I found a therapist that taught me some new ways of processing my pain, and a new awareness of my body. I quit therapy in favor of travel, which turned out to help me more.

I ate a lot of 1 dollar grateful bowls at whole foods.

I struggled with staying, in a city I didn't want to be in, in a job that isolated me, with co-workers who wouldn't communicate, working with a product I loved, and a person who I loved but couldn't connect with. There was some healing that happened there, and it was enough. 

I lived in one of the most positive, honest, caring houses I've ever lived in, and learned how to cook a bit better in the process.

I completed two of the biggest projects of my life, passing on leadership to people who I trust and continue to mentor.

I finally got away from marketing and sales. Sometimes I miss it. Not very often though.

I finally saw Big Sur. I would have stayed forever.

I gave up on Tahoe.

I found a job that fit me, in Point Reyes, close enough to travel to Oakland, surrounded by trees and animals, far enough to remove myself from the things that were overwhelming me: Too much noise, too much violence, too many people. Now, when I go back, it is a happy kind of thing, rather than a stressful kind of thing, and feeling less attached to Oakland, I've spent more time in the City than I have in the past. It also helps that I have money to spend.

I was arrested the night Oakland took over the ports for the first time. I was sitting on the ground, holding a stranger's hand. I came to stop fires and talk people out of throwing rocks. I was told by my arresting officer that if I did not put my face on the ground I would be hit until I did. I was not resisting him. I find riot police to be terrifying, tear gas to be painful, prison to be heartbreaking, and non-lethal weapons horrifying. The occupy movement gives me hope, but also causes me anxiety. When I hear riot police are present, I want to throw up. If I go to another protest, I fear my anger at being threatened will over ride my ability to see police as human beings.

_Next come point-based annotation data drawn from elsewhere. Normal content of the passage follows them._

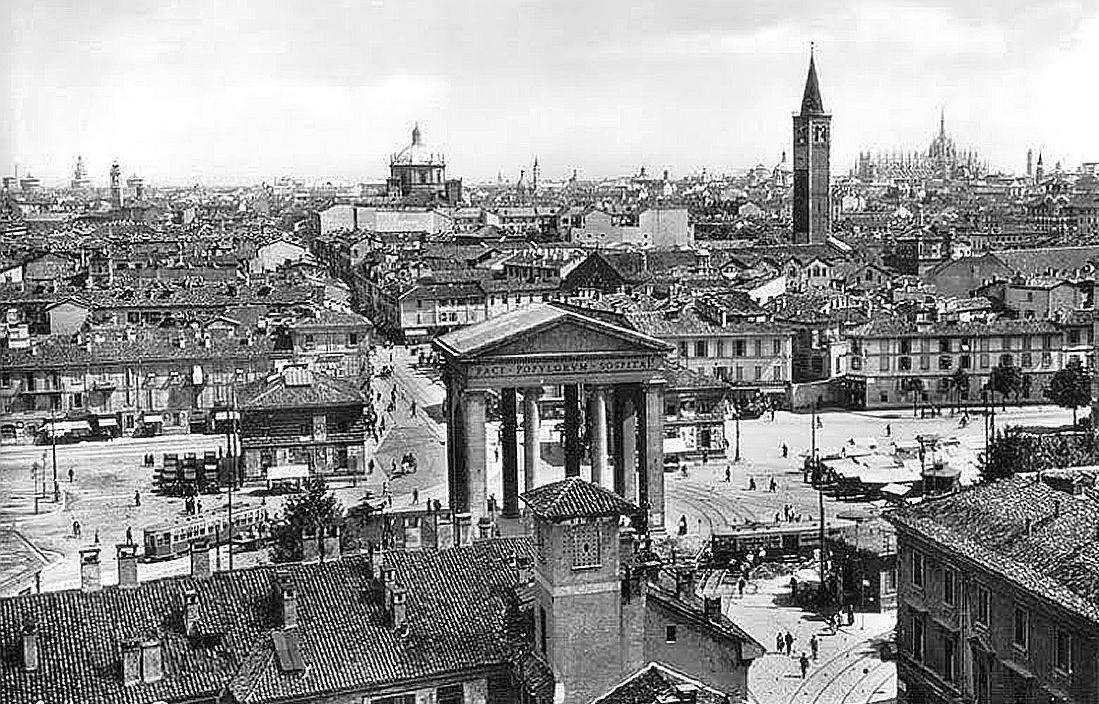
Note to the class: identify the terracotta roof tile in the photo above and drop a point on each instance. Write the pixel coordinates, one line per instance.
(574, 498)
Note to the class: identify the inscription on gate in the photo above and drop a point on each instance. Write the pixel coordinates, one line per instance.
(574, 366)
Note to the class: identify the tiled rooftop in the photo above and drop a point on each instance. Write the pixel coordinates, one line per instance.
(461, 616)
(574, 498)
(307, 389)
(1057, 559)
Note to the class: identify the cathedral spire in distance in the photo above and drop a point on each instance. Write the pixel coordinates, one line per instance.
(811, 102)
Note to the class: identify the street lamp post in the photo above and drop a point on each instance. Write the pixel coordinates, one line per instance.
(736, 417)
(820, 487)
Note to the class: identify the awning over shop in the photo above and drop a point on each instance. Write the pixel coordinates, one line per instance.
(280, 472)
(896, 490)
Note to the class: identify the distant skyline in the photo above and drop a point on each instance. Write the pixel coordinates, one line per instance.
(244, 91)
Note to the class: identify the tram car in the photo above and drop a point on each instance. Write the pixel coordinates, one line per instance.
(174, 538)
(778, 542)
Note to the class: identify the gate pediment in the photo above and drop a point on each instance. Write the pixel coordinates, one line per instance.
(543, 330)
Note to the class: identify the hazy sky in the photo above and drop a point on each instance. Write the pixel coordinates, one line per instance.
(244, 90)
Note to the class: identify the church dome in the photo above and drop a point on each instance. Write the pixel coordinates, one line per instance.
(418, 153)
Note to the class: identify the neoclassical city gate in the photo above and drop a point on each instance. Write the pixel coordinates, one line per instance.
(617, 372)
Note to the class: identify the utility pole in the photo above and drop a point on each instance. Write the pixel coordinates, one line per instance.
(737, 418)
(231, 460)
(53, 436)
(820, 488)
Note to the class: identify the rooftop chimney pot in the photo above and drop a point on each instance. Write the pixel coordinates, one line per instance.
(131, 661)
(287, 600)
(152, 665)
(200, 560)
(31, 646)
(128, 565)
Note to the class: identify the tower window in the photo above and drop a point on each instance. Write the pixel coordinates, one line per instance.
(584, 547)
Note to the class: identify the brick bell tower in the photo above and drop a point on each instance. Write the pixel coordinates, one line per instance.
(812, 146)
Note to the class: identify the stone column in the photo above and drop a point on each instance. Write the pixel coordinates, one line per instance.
(509, 453)
(598, 435)
(625, 442)
(474, 423)
(652, 454)
(532, 446)
(572, 429)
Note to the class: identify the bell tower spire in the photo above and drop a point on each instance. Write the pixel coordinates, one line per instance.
(811, 98)
(812, 147)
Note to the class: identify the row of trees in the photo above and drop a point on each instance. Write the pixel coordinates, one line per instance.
(1014, 451)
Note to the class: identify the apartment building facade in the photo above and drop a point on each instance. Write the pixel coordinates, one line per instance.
(885, 356)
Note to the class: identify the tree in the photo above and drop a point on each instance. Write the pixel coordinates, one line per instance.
(1070, 388)
(1005, 379)
(1014, 451)
(959, 381)
(315, 506)
(1011, 451)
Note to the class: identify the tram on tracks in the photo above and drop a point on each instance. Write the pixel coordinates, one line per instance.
(778, 543)
(175, 537)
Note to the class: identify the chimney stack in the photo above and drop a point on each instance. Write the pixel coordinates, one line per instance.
(90, 580)
(413, 533)
(464, 523)
(200, 560)
(191, 611)
(331, 543)
(485, 528)
(131, 661)
(310, 545)
(31, 646)
(152, 665)
(287, 601)
(128, 565)
(397, 596)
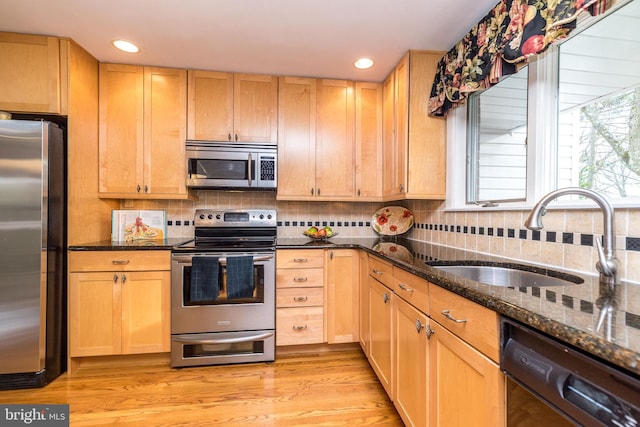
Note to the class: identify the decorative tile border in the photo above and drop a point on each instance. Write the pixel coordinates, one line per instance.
(582, 239)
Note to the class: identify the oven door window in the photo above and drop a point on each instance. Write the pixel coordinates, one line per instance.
(222, 285)
(221, 169)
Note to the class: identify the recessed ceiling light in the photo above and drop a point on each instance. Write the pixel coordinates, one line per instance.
(363, 63)
(126, 46)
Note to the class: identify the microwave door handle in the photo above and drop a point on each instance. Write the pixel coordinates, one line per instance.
(223, 261)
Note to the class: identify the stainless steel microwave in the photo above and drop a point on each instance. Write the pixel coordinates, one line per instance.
(231, 166)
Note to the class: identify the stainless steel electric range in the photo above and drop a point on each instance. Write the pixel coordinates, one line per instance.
(223, 290)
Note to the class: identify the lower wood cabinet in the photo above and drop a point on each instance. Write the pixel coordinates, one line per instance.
(342, 321)
(299, 296)
(466, 387)
(119, 303)
(411, 363)
(437, 376)
(381, 335)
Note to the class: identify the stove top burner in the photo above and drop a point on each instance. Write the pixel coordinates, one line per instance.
(233, 230)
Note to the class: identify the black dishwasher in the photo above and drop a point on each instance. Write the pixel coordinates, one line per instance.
(582, 389)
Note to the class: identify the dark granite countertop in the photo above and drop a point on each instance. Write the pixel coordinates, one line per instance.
(567, 313)
(108, 245)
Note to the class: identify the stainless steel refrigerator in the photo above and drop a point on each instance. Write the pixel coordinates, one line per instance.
(32, 253)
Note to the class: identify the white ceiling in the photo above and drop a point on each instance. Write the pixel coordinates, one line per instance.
(282, 37)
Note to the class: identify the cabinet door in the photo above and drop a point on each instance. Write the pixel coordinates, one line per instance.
(364, 302)
(296, 137)
(210, 109)
(388, 135)
(94, 314)
(368, 140)
(426, 176)
(30, 70)
(410, 383)
(402, 125)
(342, 296)
(165, 121)
(334, 139)
(255, 99)
(145, 312)
(466, 388)
(121, 135)
(381, 333)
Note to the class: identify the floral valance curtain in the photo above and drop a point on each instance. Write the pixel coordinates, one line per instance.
(512, 31)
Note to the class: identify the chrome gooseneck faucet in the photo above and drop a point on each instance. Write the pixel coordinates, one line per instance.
(607, 264)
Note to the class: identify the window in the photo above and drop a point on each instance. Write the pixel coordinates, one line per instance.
(570, 118)
(497, 141)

I quit looking for romantic love. Not just in all the wrong places, but pretty much entirely. I am so loved by my friends, I truly enjoy my own company, and I've grown to respect myself in a way that I never have before, and all of that only makes me feel more independent, less needful.

I am powerfully content. I am deeply happy. If this is peace, I will soak it up and store it in my bones.

Being here washes all the noise away. I have a frog who serenades me at night. He has yet to tell me his name. I leave the window open and listen to the tree outside, the birds singing their songs, and I wake up with the sun. I stand on hilltops and enjoy the view. I climb rocks and trees, I scream into the ocean, and then I scream out of it, I run in the sand, I listen to the sound my feet make, I pick up rocks worn by the waves and sticks covered in moss, I find caves to sit in, and I follow deer trails through the brush and along the cliffs.

To ring in the new year, I invited friends to come out and celebrate with me. They came with food and laughter and their love for each other and for me. We had a bonfire on the beach, where we burned and let go of the worst  of 2011, and set our intentions for 2012 on fire. We hummed Auld Lang Syne because we didn't know the words. We watched the moon set in bright red. It was the best New Year I've had in a long time. Maybe not the wildest, but definitely the best. 

My life is beautiful. My work is enough. My own company is enough. I have just enough things. I have more housing then I know what to do with. I have enough even to have a little extra to share. Welcome to 2012. Este sera mi ano.